Joe Biden’s version of Keynesian economics has already created 13 million jobs since he took office. Money in the pockets of all those workers will trigger the ripple effect and give a giant boost to the economy three times over.
In summary, supply-side economics asserts that if industry and investors have more money through reduced taxes and poor labor standards, they will invest their money and produce more. Then everybody will benefit. This is called the “trickle-down theory,” and it does not work.

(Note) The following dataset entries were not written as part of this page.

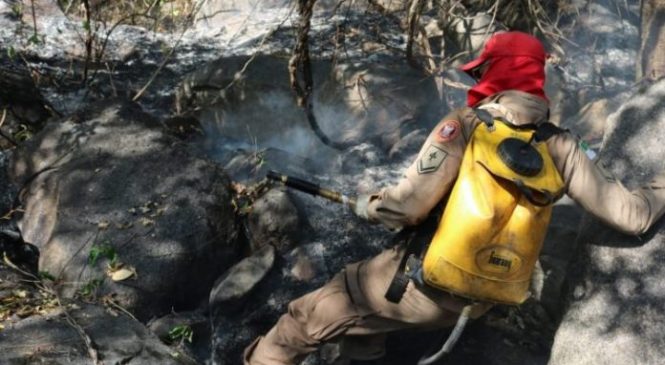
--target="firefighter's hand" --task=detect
[353,194,370,219]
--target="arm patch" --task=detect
[418,144,448,175]
[436,119,462,143]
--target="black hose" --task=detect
[418,304,474,365]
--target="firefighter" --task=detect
[244,32,665,365]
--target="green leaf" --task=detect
[88,245,118,266]
[39,271,55,281]
[169,324,194,343]
[7,46,16,60]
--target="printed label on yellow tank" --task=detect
[476,246,522,274]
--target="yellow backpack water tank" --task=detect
[423,120,564,304]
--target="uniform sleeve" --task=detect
[367,113,469,229]
[547,133,665,235]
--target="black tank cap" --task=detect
[497,138,543,176]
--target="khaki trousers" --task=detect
[244,246,491,365]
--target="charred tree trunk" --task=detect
[0,62,56,130]
[637,0,665,81]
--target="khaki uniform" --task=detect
[244,91,665,365]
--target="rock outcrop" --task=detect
[11,101,239,320]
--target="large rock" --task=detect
[11,102,238,319]
[550,80,665,365]
[0,304,196,365]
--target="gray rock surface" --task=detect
[550,80,665,365]
[11,101,239,319]
[0,303,196,365]
[246,189,308,252]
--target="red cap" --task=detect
[461,32,547,106]
[461,32,547,73]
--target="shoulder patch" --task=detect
[418,144,448,175]
[436,119,462,143]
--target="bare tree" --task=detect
[637,0,665,81]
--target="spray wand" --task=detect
[266,170,356,209]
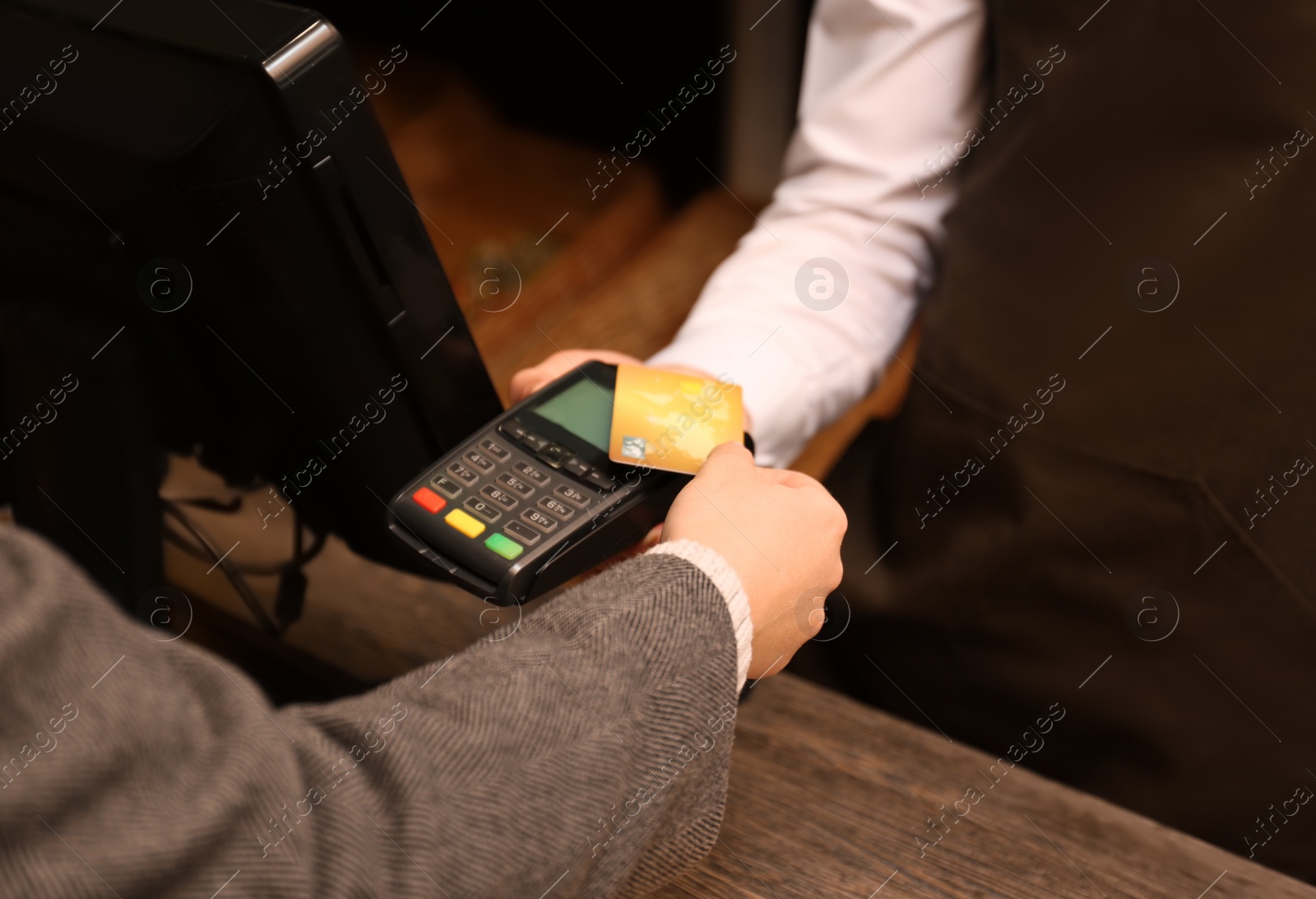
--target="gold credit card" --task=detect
[608,364,745,474]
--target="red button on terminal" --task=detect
[412,487,447,512]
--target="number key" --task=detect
[498,473,535,496]
[447,462,480,484]
[540,496,575,521]
[480,484,516,509]
[521,509,558,535]
[553,484,590,509]
[512,462,549,487]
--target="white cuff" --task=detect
[649,540,754,693]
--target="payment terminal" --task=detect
[390,362,691,605]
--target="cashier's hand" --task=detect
[662,443,847,678]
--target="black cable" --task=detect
[160,498,327,637]
[160,496,280,637]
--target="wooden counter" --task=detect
[654,674,1316,899]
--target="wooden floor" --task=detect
[162,59,912,682]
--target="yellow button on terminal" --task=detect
[443,509,484,537]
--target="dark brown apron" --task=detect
[798,0,1316,882]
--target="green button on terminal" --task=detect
[484,535,525,559]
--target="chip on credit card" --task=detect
[608,364,745,474]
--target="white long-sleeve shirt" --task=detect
[650,0,985,466]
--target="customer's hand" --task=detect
[662,443,847,678]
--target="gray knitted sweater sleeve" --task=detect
[0,528,737,899]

Poorly paid and laid-off workers create little demand. Corporations will not produce because they don’t want warehouse shelves filled with unsold goods. They lay off more workers, reducing demand and creating a spiral that brings recession or depression. Instead of investment and expansion, they take their tax cuts abroad. The same with wealthy individuals. Former presidential candidate Mitt Romney keeps his money in the Cayman Islands.
The moral question is whether our economy should benefit all of us or only the wealthy and big corporations. Science says Keynesian economics, with government regulation and investment, is the moral choice.